N'oublie pas d'être heureux

Il faisait très froid cette nuit là.

Un vent violent et glacial, venu du nord, s'agitait à l'extérieur de la maison, remuant et fouettant le feuillage des arbres.

Recroquevillé dans son lit, le petit Remus Lupin avait peur.

Il n'aimait pas les formes qui semblaient prendre vie dans sa chambre, pas plus qu'il n'aimait le silence qui y régnait. Un silence lourd, oppressant.

Parfois il croyait entendre des bruits de pas, des craquements, des grincements qui provenaient du couloir ou des pièces voisines. Mais cela provenait sans doute de son imagination.

Après tout, il n'avait que six ans et, à cet âge là, le moindre bruit devenait terrifiant.

Alors pourquoi, pourquoi avait-il cette sensation de malaise ? Cette sensation glaciale qui s'insinuait en lui et le tenait éveillé. Comme si…comme si une chose terrible allait se produire d'un instant à l'autre.

Incapable de dormir, le garçonnet se leva et marcha vers la fenêtre qui surplombait toute la pièce. Dehors, il n'y avait pas âme qui vive. L'immense forêt qui s'étendait sous ses yeux était partiellement éclairée par la pleine lune.

Ronde et parfaite, la lune semblait veiller sur le monde.

L'enfant resta un long moment à la contempler, l'air rêveur, jusqu'à ce qu'un mouvement dans les arbres, n'attire son attention.

Remus plissa les yeux. N'était-ce pas une ombre là bas qui se faufilait entre les arbres ? Elle semblait se mouvoir dans l'obscurité, prudemment. Désirant ne pas se faire repérer.

Le cœur du petit garçon se mit à battre à tout rompre. L'ombre se dirigeait vers sa maison ! Il n'y avait pas de doute là-dessus ! Sa maison si paisible, si vulnérable.

Soudain, elle se volatilisa, brusquement.

Remus retint son souffle et colla son front contre la vitre, tentant de distinguer ombre parmi les ombres, celle qui n'était pas à sa place.

En vain, rien ne bougeait, tout était redevenu normal.
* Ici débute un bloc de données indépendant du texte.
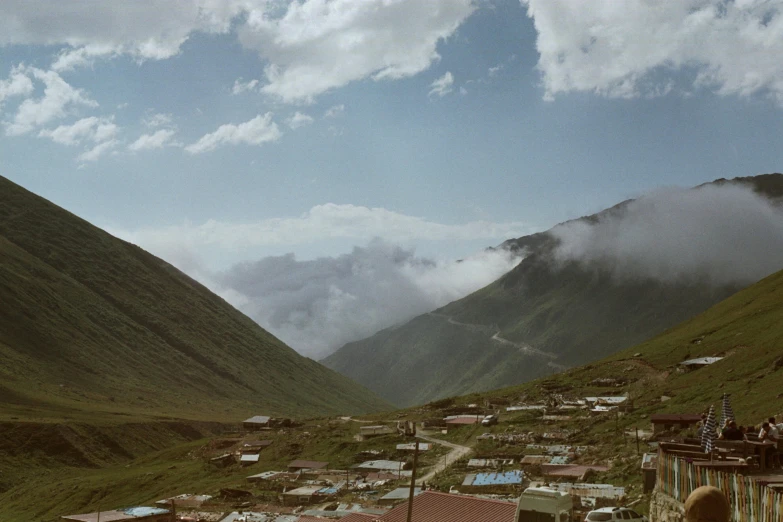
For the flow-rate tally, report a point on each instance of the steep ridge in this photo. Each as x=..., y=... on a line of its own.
x=90, y=324
x=568, y=315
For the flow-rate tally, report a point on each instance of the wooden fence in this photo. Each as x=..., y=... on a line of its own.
x=751, y=501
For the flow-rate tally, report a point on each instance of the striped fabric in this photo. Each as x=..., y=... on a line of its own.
x=708, y=433
x=726, y=412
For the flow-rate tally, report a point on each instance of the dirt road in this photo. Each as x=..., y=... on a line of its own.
x=456, y=453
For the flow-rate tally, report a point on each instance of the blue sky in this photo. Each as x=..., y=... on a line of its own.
x=215, y=132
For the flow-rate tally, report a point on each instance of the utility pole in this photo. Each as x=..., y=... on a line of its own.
x=413, y=482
A croire qu'il avait rêvé.

Peut-être était-ce le cas. Son imagination lui jouait souvent des tours, il n'était plus à ça près.

Le petit garçon jeta un dernier coup d'œil aux alentours et regagna son lit.
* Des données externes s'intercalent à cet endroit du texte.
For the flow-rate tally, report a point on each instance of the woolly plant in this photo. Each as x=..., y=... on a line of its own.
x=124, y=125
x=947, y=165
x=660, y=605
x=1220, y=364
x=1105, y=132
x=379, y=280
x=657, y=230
Alors qu'il rabattait les draps de son lit, un bruit sourd résonna en bas, le faisant sursauter.

Remus resta immobile, incapable de savoir quoi faire.

Deux portes plus loin, ses parents dormaient et il ne voulait pas les réveiller.

Le bruit se reproduisit, plus fort cette fois.

L'enfant n'hésita plus. A pas de loup, il sortit de sa chambre et s'engagea dans le couloir jusqu'à la rampe d'escalier, s'aidant de la lueur de la lune pour se repérer.

Arrivé en haut des marches, il soupira de soulagement en voyant que ce n'était que la porte d'entrée qui s'était ouverte et cognait avec force les murs de la maison.

S'il avait été plus âgé, Remus aurait agi avec plus de prudence, mais il n'avait que six ans. Et il ne se rendait pas compte, non, il se rendait pas compte.

Que le mal n'est jamais très loin….

L'enfant descendit l'escalier en vitesse, pressé de se blottir sous les couvertures, à l'abri, bien au chaud. Ses pieds nus glissaient sur le sol glacé, le hâtant davantage. Il avait horreur d'avoir froid aux orteils.

Sa main agrippa la poignée de la porte et, alors qu'il allait la refermer, une ombre terrifiante se dressa devant lui, lui barrant le passage.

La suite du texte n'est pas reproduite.